Hide a problem from your client and now you’ve got 2 problems

Once upon a time, I was working on a project that was going pretty well until it wasn’t. Our full time DevOps person suddenly quit and we were struggling to find a replacement, so builds were getting flakier by the day. Plus, the frontend work had slowed to a trickle because one dev had to start splitting time with another project, and the other dev was still ramping up.

That’s what we saw, and it sucked but it was understandable. These things happen.

But what did the client see? Slow progress. That’s all they got, because we didn’t tell them about any of our staffing issues. Clients gonna client, so their natural reaction was to panic that work wasn’t getting done and start making wild guesses about why, most of which involved some form of them getting screwed or the team not understanding how important this all is.

We had turned 1 problem (staffing issues) into 2 problems (staffing issues and a thrashing client). Abracadabra!

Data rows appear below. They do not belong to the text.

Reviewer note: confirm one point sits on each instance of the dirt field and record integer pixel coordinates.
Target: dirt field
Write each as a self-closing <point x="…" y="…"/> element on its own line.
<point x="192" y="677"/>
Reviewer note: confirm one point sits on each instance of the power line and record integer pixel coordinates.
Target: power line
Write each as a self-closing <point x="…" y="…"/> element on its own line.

Why do we do this to ourselves and our clients? Why do we try to hide our problems? Because it’s embarrassing that we’re struggling with staffing? Because we don’t want to admit that we don’t know technology X as deeply as we thought? Because we want to be professional, and professionals don’t have problems? Because we don’t want to upset them?

If we want to be professional, then we need to be transparent and say the embarrassing thing. If we want to avoid upsetting them, then we should tell them what’s going on instead of making them guess. Their guesses are usually more upsetting than the truth.

The book Joy Inc. by Richard Sheridan talks a lot about aligning the world’s outside perception of your company with your inside reality: “The message felt quite freeing, because it meant you didn’t have to lie to anybody about anything.”

That’s what we’re doing when we hide things from the client. We’re lying. How professional is that? How does that help anyone?

Stop that. Be radically candid with your clients. Bring them in. Don’t just show them the sausage making, but make the sausage with them instead of for them. That way, when the sausage machine goes haywire, the client can skip the thrashing and focus on the fixing.